Look at me, kid, you’ll be fine.
I promise you.
I am a piece of shit—a walking disappointment.
I really am.
You are so much better off without me.
I am going nowhere fast.
All I do is smoke weed and read.
I don’t want anything.
I like drinking.
I really do.
I don’t do it as much as I’ve led on, though. Drinking is a romantic fantasy to me. It’s seasoning for shitty poetry.
But,
I do hit the bong over and over again
until I fall asleep for a few hours at a time.
I want you to know that before you decide anything.
These poems are shit.
These books of mine are trash.
I had talent, but I wasted it.
I don’t want to go back to school,
Not when most of it is online.
You’ll be fine
without me.
I have no money.
My eyelids are always heavy.
I only smile with you.
You don’t know me, you only know the me who knows you.

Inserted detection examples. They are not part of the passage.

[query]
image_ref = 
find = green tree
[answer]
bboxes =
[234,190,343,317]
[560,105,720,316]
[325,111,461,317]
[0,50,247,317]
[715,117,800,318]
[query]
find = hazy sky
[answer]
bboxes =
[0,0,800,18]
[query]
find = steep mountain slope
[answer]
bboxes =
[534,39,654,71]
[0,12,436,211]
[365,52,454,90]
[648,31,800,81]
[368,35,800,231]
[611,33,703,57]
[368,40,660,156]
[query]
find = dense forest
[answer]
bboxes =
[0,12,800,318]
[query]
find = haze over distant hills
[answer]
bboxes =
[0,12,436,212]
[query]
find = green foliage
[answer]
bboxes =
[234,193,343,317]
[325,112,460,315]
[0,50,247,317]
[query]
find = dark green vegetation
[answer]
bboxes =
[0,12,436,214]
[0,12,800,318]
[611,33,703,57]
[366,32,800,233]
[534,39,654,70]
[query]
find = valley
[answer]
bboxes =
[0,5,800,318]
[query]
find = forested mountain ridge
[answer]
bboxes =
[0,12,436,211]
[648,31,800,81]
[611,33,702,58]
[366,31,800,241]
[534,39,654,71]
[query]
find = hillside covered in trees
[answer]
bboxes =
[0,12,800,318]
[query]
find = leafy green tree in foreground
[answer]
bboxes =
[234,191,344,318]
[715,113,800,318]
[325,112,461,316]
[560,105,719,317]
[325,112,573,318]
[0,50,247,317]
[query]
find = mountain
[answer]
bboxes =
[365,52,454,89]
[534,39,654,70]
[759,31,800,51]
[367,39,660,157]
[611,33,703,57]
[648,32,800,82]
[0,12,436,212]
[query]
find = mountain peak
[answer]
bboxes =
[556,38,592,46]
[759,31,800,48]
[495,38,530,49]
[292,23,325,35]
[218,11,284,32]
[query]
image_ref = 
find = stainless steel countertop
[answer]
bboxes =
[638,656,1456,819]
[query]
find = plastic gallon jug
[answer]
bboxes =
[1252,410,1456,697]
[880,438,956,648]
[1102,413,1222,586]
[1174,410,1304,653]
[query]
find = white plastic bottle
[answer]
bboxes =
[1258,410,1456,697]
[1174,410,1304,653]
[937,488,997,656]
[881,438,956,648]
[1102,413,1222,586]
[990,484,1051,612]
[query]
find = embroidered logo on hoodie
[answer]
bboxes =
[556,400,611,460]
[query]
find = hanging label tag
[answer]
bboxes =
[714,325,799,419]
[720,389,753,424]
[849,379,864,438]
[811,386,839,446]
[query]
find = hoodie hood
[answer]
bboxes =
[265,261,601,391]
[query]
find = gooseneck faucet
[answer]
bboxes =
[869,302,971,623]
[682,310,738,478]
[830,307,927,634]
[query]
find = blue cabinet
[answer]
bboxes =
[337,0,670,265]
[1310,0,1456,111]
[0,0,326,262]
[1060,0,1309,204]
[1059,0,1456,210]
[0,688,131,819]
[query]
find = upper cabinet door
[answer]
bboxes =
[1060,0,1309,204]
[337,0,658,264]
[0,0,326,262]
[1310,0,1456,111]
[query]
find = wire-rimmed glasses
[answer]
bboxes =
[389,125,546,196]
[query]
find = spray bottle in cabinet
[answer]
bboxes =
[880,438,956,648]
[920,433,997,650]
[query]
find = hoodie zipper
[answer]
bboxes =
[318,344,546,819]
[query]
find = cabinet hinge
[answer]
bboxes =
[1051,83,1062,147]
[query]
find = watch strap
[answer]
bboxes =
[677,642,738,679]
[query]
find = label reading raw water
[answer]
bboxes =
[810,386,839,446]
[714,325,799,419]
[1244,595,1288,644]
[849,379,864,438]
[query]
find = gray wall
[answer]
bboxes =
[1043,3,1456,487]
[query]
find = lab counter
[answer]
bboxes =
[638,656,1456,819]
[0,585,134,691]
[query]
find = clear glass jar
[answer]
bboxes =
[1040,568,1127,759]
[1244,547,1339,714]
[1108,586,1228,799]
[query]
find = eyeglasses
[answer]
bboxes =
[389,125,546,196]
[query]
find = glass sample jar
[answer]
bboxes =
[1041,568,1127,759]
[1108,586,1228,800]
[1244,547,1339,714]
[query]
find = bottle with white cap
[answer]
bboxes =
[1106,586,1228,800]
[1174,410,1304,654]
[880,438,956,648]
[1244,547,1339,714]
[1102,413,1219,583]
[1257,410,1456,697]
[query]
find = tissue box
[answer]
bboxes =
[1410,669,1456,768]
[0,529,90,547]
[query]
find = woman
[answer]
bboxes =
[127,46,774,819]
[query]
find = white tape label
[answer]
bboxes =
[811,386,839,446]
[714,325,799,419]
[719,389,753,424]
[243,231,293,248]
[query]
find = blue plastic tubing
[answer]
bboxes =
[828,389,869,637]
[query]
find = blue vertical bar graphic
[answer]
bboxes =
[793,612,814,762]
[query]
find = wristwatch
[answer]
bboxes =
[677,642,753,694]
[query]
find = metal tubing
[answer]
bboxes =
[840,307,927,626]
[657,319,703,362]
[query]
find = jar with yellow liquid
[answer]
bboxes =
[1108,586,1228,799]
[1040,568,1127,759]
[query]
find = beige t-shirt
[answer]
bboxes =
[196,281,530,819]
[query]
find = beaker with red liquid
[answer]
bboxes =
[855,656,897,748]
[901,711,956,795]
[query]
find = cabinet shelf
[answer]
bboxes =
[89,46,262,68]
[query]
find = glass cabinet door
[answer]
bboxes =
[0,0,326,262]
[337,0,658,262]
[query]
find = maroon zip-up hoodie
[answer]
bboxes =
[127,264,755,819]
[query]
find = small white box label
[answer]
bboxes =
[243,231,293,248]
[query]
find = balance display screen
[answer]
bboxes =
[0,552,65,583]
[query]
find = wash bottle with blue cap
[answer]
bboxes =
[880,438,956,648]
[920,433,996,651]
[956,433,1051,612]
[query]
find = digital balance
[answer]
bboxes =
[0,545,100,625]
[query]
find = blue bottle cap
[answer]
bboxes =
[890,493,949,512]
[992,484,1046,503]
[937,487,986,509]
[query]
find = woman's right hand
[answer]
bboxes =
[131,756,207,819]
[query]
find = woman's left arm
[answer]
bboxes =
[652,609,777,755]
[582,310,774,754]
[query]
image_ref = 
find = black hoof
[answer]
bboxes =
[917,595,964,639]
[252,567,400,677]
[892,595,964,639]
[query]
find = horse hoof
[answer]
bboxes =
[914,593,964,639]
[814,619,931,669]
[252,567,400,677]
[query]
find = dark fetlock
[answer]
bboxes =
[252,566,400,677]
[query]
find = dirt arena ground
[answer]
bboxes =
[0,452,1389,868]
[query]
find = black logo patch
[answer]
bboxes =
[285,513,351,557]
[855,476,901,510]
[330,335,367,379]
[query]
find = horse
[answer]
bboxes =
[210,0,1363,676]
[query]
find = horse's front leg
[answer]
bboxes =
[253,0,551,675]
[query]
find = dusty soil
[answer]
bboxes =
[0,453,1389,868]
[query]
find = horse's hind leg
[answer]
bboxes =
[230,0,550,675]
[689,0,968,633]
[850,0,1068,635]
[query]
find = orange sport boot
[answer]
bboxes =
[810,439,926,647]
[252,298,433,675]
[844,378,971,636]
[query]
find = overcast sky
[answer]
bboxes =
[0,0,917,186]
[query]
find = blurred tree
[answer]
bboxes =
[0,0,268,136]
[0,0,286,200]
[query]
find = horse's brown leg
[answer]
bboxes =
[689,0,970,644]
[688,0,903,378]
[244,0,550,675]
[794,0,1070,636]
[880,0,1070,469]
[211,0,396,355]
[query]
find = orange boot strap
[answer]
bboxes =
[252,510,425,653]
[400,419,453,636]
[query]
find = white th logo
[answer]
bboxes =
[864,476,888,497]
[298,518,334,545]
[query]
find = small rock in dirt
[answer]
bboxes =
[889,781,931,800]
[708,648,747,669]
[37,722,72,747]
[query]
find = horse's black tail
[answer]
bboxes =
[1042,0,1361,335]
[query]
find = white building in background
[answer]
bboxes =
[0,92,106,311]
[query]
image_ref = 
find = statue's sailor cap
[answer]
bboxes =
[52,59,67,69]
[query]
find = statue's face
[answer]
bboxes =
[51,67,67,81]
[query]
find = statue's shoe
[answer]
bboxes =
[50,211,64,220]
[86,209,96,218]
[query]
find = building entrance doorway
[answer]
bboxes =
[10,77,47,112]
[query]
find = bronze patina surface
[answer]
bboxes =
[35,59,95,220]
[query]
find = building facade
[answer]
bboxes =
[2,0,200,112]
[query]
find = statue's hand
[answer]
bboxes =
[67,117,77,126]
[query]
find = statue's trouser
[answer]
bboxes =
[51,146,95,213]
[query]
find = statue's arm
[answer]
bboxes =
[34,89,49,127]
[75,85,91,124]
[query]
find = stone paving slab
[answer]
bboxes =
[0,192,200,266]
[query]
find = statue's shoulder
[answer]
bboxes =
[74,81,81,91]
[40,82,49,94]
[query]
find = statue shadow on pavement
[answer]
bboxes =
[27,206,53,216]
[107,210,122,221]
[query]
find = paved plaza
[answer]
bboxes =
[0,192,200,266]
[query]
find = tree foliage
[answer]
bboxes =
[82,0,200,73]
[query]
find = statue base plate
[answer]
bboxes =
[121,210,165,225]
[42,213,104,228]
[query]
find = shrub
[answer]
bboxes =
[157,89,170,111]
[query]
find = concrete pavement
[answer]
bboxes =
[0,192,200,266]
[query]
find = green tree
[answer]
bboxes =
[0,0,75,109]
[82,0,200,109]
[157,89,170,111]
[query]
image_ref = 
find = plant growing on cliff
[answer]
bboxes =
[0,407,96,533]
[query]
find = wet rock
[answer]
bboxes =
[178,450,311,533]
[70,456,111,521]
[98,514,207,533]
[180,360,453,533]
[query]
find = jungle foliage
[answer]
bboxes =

Melting into a couch with Stanley is one of my best skills.
I hate this government and want to rebel against it.
I hate paying taxes.
There isn’t much that I do care about.
I’d drag you down.
I’d become a burden.
I’d wear the same clothes and eat the same food.
You’d get sick of me, I bet.
I’d be your biggest fan,
but I can be that from anywhere.
You are better off without me, kid.
Stop and think about it . . .
I am a piece of shit.
And you bagged AP Lit.
I don’t even want to take care of myself.
I’m too prideful to ask for help.
And I am too stubborn to tell you that I love you.
. . . It is true, though, I do still love you.
I haven’t said it in a while.
I think I might always love you.
Would that be okay?
What if you were stuck with me for a little bit longer?
Let me just say, I love you, but I don’t like the way you love me.
I can’t stand the way you treat me; although, I can’t really blame you.
You are better off without me, kid.
And I am better off with you.
Because,
I hate the way you love me,
And I despise the way you’ve treated me,
But I’ll always love you.
I have to.
I’m sorry for that.
I’m sorry you have to be stuck with a piece of shit like me.
You can let go when you want to.
But I am going to hold on.
I’ll live in these dreams and fantasies of ours,
And from afar,
I will love you.
I reckon the best thing I’ll ever do
between 1992,
and whenever I die,
is to love you.
You’ll be fine without me, though. I am almost sure of it.
Choose someone else over me again. Choose yourself. It’s the best thing you can do for you. I mean that. I really do. And I swear, it’s almost true.